Tema Al-Quran3 Ayat Terkait

Yang terjadi terhadap Nabi Musa as.

26

وَقَالَ فِرْعَوْنُ ذَرُوْنِيْٓ اَقْتُلْ مُوْسٰى وَلْيَدْعُ رَبَّهٗۚ اِنِّيْٓ اَخَافُ اَنْ يُّبَدِّلَ دِيْنَكُمْ اَوْ اَنْ يُّظْهِرَ فِى الْاَرْضِ الْفَسَادَ ﴿٢٦﴾

Wa qāla fir‘aunu aqtul mūsā walyad‘u rabbah(ū), innī akhāfu ay yubaddila dīnakum au ay yuẓhira fil-arḍil-fasād(a).

Fir‘aun berkata (kepada pembesar-pembesarnya), “Biar aku yang membunuh Musa dan suruh dia memohon kepada Tuhannya. Sesungguhnya aku khawatir (bahwa) dia akan menukar agamamu atau menimbulkan kerusakan di bumi.”

27

وَقَالَ مُوْسٰىٓ اِنِّيْ عُذْتُ بِرَبِّيْ وَرَبِّكُمْ مِّنْ كُلِّ مُتَكَبِّرٍ لَّا يُؤْمِنُ بِيَوْمِ الْحِسَابِࣖ ﴿٢٧﴾

Wa qāla mūsā innī ‘użtu birabbī wa rabbikum min kulli mutakabbiril lā yu'minu biyaumil-ḥisāb(i).

Musa berkata, “Sesungguhnya aku berlindung kepada Tuhanku dan Tuhanmu dari setiap orang yang menyombongkan diri yang tidak beriman kepada hari Perhitungan.”

28

وَقَالَ رَجُلٌ مُّؤْمِنٌۖ مِّنْ اٰلِ فِرْعَوْنَ يَكْتُمُ اِيْمَانَهٗٓ اَتَقْتُلُوْنَ رَجُلًا اَنْ يَّقُوْلَ رَبِّيَ اللّٰهُ وَقَدْ جَاۤءَكُمْ بِالْبَيِّنٰتِ مِنْ رَّبِّكُمْۗ وَاِنْ يَّكُ كَاذِبًا فَعَلَيْهِ كَذِبُهٗۚ وَاِنْ يَّكُ صَادِقًا يُّصِبْكُمْ بَعْضُ الَّذِيْ يَعِدُكُمْۗ اِنَّ اللّٰهَ لَا يَهْدِيْ مَنْ هُوَ مُسْرِفٌ كَذَّابٌ ﴿٢٨﴾

Wa qāla rajulum mu'min(um), min āli fir‘auna yaktumu īmānahū ataqtulūna rajulan ay yaqūla rabbiyallāhu wa qad jā'akum bil-bayyināti mir rabbikum, wa iy yaku kāżiban fa ‘alaihi każibuh(ū), wa iy yaku ṣādiqay yuṣibkum ba‘ḍul-lażī ya‘idukum, innallāha lā yahdī man huwa musrifun każżāb(un).

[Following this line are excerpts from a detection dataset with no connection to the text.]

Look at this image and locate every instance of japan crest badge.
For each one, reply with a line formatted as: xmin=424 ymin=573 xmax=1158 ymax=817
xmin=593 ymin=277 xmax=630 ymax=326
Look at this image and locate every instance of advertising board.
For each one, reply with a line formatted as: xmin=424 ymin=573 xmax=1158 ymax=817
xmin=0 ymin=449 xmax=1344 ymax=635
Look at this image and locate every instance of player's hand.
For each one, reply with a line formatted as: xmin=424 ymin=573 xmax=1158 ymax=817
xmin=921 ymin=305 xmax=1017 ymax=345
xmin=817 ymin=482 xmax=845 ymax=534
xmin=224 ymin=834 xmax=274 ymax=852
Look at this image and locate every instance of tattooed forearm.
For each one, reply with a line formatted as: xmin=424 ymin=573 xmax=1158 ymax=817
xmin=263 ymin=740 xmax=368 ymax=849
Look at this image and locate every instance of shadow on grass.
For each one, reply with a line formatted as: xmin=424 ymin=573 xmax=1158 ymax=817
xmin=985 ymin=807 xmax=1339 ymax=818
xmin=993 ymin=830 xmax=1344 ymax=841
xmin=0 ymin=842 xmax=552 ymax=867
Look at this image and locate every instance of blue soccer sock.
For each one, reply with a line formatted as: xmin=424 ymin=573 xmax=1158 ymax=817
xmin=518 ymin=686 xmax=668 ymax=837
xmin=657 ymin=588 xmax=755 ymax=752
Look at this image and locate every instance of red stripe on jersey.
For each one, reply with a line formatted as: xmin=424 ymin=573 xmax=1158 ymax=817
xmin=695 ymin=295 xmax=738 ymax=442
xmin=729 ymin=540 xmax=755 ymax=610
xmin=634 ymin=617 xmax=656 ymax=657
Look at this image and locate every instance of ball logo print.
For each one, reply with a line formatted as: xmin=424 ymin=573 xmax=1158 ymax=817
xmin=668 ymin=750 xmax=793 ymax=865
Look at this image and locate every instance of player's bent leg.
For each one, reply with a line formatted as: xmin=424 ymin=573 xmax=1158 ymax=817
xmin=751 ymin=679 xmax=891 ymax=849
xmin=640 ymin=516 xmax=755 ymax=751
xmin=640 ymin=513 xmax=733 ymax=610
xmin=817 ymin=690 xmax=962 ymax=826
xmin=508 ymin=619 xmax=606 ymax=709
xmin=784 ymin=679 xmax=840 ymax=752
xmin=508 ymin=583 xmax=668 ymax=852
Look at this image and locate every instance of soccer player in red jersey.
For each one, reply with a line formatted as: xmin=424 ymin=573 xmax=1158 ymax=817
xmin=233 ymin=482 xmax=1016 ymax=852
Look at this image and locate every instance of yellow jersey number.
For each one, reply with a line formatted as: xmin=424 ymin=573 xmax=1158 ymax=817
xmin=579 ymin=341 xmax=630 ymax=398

Seorang laki-laki mukmin dari keluarga Fir‘aun yang menyembunyikan imannya berkata, “Apakah kamu akan membunuh seseorang karena dia berkata, ‘Tuhanku adalah Allah.’ Padahal, sungguh dia telah datang kepadamu dengan membawa bukti-bukti yang nyata dari Tuhanmu. Jika dia seorang pendusta, dialah yang akan menanggung (dosa) dustanya itu, dan jika dia seorang yang benar, niscaya sebagian (bencana) yang diancamkan kepadamu akan menimpamu. Sesungguhnya Allah tidak memberi petunjuk kepada orang yang melampaui batas lagi pendusta.